Previously Grossman was the parks commission’s top recommendation to the City Council. Yule had a late surge of support from several prominent historians in the Everett area.

Councilmember Liz Vogeli said she understood people’s attachment to Grossman, who delivered generations of children.

Emma Sarepta Yule was the first teacher at Everett’s schoolhouse in December 1891, according to the Snohomish County Women’s Legacy Project, a collection of biographies about the county’s foremothers. She was 28 when she came to the then-booming logging town, thousands of miles from her family home in Iowa.

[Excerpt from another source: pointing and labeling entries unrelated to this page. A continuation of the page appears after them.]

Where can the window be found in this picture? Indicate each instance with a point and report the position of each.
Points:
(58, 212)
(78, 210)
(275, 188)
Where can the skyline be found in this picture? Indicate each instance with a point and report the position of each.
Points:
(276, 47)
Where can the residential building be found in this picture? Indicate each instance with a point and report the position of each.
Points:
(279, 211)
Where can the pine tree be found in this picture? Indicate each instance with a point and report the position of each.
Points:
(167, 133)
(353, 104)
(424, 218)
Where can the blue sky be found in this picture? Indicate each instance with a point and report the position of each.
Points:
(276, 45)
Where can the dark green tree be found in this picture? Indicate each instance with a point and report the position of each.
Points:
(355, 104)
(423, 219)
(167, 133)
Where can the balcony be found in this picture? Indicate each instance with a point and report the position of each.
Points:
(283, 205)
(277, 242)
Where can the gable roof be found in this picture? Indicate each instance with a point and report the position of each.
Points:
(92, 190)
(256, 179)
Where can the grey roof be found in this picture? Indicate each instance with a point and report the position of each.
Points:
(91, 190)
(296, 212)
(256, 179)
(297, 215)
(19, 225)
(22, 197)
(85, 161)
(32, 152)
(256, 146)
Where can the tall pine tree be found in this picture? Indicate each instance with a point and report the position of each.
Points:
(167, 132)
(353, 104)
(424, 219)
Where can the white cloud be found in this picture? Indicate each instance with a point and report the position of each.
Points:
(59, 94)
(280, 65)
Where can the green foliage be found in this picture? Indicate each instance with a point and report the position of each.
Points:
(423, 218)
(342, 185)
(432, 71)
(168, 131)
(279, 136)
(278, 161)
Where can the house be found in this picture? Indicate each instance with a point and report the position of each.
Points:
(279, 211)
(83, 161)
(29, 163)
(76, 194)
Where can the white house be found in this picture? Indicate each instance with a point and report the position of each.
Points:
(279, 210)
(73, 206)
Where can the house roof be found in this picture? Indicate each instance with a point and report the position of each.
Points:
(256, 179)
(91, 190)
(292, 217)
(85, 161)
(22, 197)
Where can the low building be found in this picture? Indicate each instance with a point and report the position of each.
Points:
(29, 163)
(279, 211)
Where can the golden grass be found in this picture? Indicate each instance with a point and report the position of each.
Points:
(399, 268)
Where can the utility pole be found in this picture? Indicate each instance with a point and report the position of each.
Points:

When she started, there were 26 students. Nettie Boucher, another teacher, joined Yule a month later. They were paid $60 a month, historian Larry O’Donnell wrote.

Yule was appointed to be the principal in February 1892, but just five months later was assigned as the “position next to principal.” The title of principal ultimately was given to Professor J.W. Shepherd.

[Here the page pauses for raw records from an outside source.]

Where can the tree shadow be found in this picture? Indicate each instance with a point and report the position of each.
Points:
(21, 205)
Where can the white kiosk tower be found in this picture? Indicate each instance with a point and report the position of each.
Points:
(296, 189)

By 1900, the school system had an average daily attendance of 1,032 students.

“It’s an interesting story from the perspective of what women were able to do at that time,” Everett Public Library historian Lisa Labovitch said. “She had a really impressive career.”

Yule taught for almost a decade before moving to Juneau, Alaska, then Japan and the Philippines, where she taught at a university. Her time abroad led to her writing about the history of Japan and the Philippines, including “In Kimono Land,” “Stories of Japanese History” and “Far East Miscellany,” according to an archived memo.

“Her name is still out there and her scholarship is still out there,” Labovitch said.

About 50 former Everett High School students, and many others, celebrated Yule’s return to Everett with a banquet at the Monte Cristo Hotel in 1929, O’Donnell wrote.

“The thing that really struck me is that she seemed to be so important to her students,” Labovitch said. “The students loved her, they talked about the huge impact that she had. … It was clear that she was a role model and left an impression on people.”

Yule retired to Los Angeles in the 1930s, and died in her home there April 16, 1939. She was buried back in Everett at the Evergreen Cemetery, next to her beloved nieces Alice and Clara Rigby, who moved to the city shortly after she did.

Yule’s will left more than $20,000 from her estate to the University of Washington as the Emma Sarepta Yule Fund. It still exists, Labovitch said, as directed in her will to aid girls and women, “who are partially or wholly self-supporting” and attending UW.

The City Council has said it will revisit its park-naming process. Several council members said they’d like to see one dedicated for Grossman.